I hate milk chocolate, don't want clouds
of cream diluting the dark night sky,
don't want pralines or raisins, rubble
in this smooth plateau. I like my coffee
black, my beer from Germany, wine
from Burgundy, the darker, the better.
I like my heroes complicated and brooding,
James Dean in oiled leather, leaning
on a motorcycle. You know the color.

Oh, chocolate! From the spice bazaars
of Africa, hulled in mills, beaten,
pressed in bars. The cold slab of a cave's
interior, when all the stars
have gone to sleep.

Chocolate strolls up to the microphone
and plays jazz at midnight, the low slow
notes of a bass clarinet. Chocolate saunters
down the runway, slouches in quaint
boutiques; its style is je ne sais quoi.
Chocolate stays up late and gambles,
likes roulette. Always bets
on the noir.

"Ode to Chocolate" by Barbara Crooker, from More. © C&R Press, 2010. Reprinted with permission. (buy now)

It's the birthday of English novelist Anthony Trollope, (books by this author) born in London in 1815. Many of Trollope's novels originated from daydreams that he had as a child.

When Trollope was 19, he began working as a clerk for the post office, eventually being placed in Ireland as a postal surveyor. In addition to his literary achievements, he is credited with inventing the modern British mailbox. It was in Ireland that he began writing novels, churning them out regularly at a rate of three books every two years. He would write 1,000 words an hour before breakfast; he said, "A small daily task, if it be really daily, will beat the labors of a spasmodic Hercules." He wrote realistic novels about the daily life of ordinary people, including The Warden (1855), Barchester Towers(1857), and Framley Parsonage (1861).

Anthony Trollope said: "There is no human bliss equal to twelve hours of work with only six hours in which to do it."

On this day in 1916, the Easter rebellion began on the streets of Dublin. The British police extinguished the rebellion a few days later. Called "the poet's rebellion," it was led by six patriotic poets and men of letters, including Patrick Pearse and James Connolly. They organized a group of about 400 dissidents, dressed in makeshift uniforms and carrying antiquated rifles, to march through Dublin's main streets to the imposing General Post Office at the center of the city. They barged inside and read their "Proclamation of Independence" to a baffled crowd.

The rebellion seemed hopelessly unsuccessful until the British government valorized many of the rebels by executing them a few weeks later. The executions set in motion a movement for Irish nationalism, and in 1921 Ireland finally achieved independence from Great Britain — except for the six northernmost counties of the island, which comprise Northern Ireland.

It was on this day in 2005 that Cardinal Joseph Ratzinger became (the current pope) Benedict XVI. Besides being head of the Roman Catholic Church, he's the sovereign of the Vatican City State. He's the 265th pope. He succeeded John Paul II, who'd died three weeks prior.

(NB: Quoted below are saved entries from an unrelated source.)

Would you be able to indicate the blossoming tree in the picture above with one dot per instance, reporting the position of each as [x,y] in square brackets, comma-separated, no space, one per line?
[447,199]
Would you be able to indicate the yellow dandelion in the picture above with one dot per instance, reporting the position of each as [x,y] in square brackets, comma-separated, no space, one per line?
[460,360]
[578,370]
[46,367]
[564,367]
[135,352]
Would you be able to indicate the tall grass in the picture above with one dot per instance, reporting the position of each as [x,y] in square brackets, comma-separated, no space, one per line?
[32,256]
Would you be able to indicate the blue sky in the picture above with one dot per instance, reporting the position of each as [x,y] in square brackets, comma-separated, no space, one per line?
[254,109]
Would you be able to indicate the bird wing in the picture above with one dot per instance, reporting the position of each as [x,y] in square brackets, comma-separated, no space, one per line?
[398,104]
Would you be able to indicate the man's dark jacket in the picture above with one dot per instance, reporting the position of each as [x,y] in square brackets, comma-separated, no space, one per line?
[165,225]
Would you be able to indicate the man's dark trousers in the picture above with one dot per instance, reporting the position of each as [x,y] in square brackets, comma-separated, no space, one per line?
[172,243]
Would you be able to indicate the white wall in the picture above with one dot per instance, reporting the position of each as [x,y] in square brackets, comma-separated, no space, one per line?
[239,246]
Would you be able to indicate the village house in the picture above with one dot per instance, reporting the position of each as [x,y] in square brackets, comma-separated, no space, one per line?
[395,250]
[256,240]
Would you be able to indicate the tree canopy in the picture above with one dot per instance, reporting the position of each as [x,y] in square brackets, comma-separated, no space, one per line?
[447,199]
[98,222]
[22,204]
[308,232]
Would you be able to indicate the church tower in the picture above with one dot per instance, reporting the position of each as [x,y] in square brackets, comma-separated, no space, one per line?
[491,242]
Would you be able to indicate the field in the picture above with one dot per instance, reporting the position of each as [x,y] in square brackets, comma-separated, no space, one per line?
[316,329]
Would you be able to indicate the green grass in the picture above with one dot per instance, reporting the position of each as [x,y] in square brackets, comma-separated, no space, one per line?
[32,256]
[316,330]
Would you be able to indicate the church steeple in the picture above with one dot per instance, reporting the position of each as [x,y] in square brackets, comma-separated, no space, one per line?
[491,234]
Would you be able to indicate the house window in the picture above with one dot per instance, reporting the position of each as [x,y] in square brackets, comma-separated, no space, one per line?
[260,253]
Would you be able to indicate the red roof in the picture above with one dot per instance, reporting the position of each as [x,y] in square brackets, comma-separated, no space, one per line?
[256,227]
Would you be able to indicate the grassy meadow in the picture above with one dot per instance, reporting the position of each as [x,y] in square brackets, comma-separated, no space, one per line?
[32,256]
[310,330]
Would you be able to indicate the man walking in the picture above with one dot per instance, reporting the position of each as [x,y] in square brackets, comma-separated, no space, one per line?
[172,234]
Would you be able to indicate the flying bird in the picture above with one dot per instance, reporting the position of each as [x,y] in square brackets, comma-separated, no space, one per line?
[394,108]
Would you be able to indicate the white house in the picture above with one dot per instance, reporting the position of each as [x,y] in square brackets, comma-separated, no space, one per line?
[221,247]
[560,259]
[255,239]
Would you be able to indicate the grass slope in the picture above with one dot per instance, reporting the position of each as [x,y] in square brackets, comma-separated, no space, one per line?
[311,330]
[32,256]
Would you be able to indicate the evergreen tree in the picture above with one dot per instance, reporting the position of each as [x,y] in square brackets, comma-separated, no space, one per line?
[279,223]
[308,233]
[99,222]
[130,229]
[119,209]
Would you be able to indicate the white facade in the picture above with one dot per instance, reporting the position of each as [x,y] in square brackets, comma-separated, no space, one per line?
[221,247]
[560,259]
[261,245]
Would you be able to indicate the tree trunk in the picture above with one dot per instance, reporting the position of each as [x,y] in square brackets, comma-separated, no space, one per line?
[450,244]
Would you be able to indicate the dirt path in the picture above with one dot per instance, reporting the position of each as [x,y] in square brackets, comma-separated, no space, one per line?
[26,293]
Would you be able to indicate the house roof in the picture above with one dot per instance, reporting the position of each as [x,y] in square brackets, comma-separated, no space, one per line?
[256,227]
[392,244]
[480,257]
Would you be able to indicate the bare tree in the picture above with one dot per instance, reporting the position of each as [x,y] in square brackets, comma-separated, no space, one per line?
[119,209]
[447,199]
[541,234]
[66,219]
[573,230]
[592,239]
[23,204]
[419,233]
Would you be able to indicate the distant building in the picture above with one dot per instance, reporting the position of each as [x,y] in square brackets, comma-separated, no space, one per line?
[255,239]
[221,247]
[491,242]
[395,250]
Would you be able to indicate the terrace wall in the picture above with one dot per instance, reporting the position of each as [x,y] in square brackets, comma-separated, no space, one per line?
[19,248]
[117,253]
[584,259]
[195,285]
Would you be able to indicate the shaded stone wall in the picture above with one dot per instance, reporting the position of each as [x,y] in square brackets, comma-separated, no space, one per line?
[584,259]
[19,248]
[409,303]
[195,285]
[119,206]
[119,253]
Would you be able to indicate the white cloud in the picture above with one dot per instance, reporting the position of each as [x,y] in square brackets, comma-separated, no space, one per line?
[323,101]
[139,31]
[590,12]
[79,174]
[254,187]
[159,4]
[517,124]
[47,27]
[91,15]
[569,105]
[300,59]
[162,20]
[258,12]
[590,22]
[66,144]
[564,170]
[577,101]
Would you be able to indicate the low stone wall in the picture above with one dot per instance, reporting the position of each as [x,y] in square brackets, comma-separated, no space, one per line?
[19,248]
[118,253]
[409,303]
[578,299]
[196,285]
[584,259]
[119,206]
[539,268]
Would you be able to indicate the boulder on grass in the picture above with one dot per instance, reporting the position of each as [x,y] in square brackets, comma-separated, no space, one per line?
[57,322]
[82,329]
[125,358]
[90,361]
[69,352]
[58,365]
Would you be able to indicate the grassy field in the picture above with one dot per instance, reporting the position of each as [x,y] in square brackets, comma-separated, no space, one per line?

When a pope dies, cardinals from all over the world convene in Rome to elect a new successor to St. Peter, whom Catholics consider to be the first head of the Church. The cardinals meet at the Vatican, in the Sistine Chapel, which Michelangelo painted. The meeting is called a papal conclave: "conclave" is Latin for "with a key." Cardinals have traditionally been locked in seclusion until they've decided upon a new pope. Seclusion is meant both to shield them from outside influence and to discourage prolonged delay and deadlock.

On the first day of voting, the cardinals process to the Sistine Chapel, while singing the Litany of Saints and then a Latin hymn, "Veni Creator Spiritus." Once inside the Sistine, there are speeches about the issues facing the contemporary Catholic Church and what sort of leadership qualities are needed to address these issues. The Master of Papal Liturgical Celebrations stands at the door and proclaims "Extra omnes," meaning "Everybody else — out!"

The new pope will be somebody in that room, one of the cardinals voting. To vote, the cardinals write on a notecard the words "I elect as Supreme Pontiff" and the name of the man they want to be pope. It takes a two-thirds majority to elect a new pope.

For the next three days, there are four ballots held per day — two in the morning and two in the afternoon. Cardinal Joseph Ratzinger was elected Pope on the second day of the conclave, after four ballots. Once there is a decisive vote, white smoke is emitted from the Sistine Chapel's chimney to let the outside world know that a pope has been elected. Then the Basilica's bells ring out.

The newly elected pope assents to his papacy, chooses a papal name for himself, goes to a small room in the Sistine Chapel to dress himself in his papal vestments, and is formally introduced (in Latin) by the Cardinal Deacon on the balcony overlooking St. Peter's Square, where the pope-elect gives his first papal blessing.